Child having fun in the kitchen with Mom

As the Catechism states, children are not only the “supreme gift” of marriage, but they also “contribute very substantially to the welfare of their parents.” This becomes especially clear as the parents age. The many challenges of raising a large family give way to the irreplaceable joys of watching one’s children growing into mature adults who often count their siblings among their closest friends. Then there are the happy family reunions, the joyful family dinners and birthdays, the births of grandchildren. Even as they physically age, many parents of large families scarcely seem to get older: they are surrounded by so much life and love that they maintain an astonishing youthfulness of spirit into old age. Nor do they face the dark prospect of spending their declining years alone. They live in the happy confidence that their children will care for them, and that they will always have the lively presence of their grandchildren to lighten their twilight years.

It is true, as Pope Francis says, that, “it takes courage to start a family.” To bring a child into the world is a powerful act of defiance against the uncertainties and tragedies of life. Parenthood is the greatest act of hope, a resounding affirmation that life is worth living and full of meaning, that God’s creation is good, and that love is always fruitful and self-transcendent. To start a family is to open wide one’s arms to uncertainty and possible heartbreak; but to do so with a deep faith in the prevailing power of God’s providence, is to invite authentic joy into one’s life.
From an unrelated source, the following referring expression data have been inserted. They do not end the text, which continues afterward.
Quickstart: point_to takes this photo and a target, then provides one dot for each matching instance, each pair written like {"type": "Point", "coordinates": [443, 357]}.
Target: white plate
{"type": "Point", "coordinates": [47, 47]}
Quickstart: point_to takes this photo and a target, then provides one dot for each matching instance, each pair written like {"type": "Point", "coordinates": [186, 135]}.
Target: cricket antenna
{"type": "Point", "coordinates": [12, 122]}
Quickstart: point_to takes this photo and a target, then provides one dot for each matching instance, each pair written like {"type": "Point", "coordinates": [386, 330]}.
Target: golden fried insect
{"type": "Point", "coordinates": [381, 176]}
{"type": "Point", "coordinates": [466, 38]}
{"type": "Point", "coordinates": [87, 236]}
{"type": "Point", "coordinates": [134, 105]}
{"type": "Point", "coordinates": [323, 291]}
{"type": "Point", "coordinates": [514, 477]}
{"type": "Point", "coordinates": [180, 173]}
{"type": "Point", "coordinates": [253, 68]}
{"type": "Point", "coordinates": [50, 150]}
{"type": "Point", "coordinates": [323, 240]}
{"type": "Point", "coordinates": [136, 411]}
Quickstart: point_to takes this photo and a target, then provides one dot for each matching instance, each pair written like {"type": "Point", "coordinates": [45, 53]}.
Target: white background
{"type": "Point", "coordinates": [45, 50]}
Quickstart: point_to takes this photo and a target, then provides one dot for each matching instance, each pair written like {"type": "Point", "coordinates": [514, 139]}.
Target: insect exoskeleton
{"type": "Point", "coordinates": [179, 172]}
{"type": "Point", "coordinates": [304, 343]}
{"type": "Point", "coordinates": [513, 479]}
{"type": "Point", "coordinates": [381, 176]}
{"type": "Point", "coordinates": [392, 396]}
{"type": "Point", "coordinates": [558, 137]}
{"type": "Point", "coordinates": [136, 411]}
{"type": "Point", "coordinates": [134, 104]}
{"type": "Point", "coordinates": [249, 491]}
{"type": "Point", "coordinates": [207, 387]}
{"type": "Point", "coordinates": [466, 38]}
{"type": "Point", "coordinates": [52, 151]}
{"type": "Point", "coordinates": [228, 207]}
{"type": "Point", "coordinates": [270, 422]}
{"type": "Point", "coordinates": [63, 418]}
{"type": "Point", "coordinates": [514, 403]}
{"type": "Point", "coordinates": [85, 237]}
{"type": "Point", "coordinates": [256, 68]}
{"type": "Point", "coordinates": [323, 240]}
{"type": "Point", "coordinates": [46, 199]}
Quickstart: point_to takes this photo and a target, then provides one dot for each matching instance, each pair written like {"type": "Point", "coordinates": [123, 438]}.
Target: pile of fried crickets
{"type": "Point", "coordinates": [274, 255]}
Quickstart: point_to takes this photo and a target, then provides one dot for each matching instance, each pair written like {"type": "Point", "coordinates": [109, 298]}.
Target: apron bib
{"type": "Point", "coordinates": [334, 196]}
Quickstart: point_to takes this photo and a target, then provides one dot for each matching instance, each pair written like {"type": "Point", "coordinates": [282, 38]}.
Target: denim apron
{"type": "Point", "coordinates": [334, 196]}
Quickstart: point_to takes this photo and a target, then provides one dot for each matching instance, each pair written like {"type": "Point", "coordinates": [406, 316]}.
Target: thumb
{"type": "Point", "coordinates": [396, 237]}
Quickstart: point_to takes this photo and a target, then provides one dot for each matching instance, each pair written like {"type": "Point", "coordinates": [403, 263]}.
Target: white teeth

These young couples who are “practicing” parenthood by having pets will never know the joy of the first time when their child says, “I love you”! They will never know the subtle, rich and deeply rewarding pleasure of working side-by-side with one’s spouse in the most magnificent of all human tasks – that of cooperating with God in creating and nurturing new life!  They will not learn that the glamour of this world leads only to boredom, disillusionment, and estrangement, and that the only path to the lasting love every heart craves is the sacrificial gift of self to another.

To all couples, and especially to young couples, I would urge that you do not allow yourselves to be overwhelmed by the anti-child pessimism of our age. Have courage! Have hope! Starting a family is daunting. But God’s grace is great! Learn to pray together as a couple, and then make that supreme act of hope and start a family. You will find great challenges; you will be stretched; you will experience moments of difficulty. But if you persevere in hope and love, nurturing the sacrament of your marriage through prayer, you will also experience greater rewards and joys you can now imagine.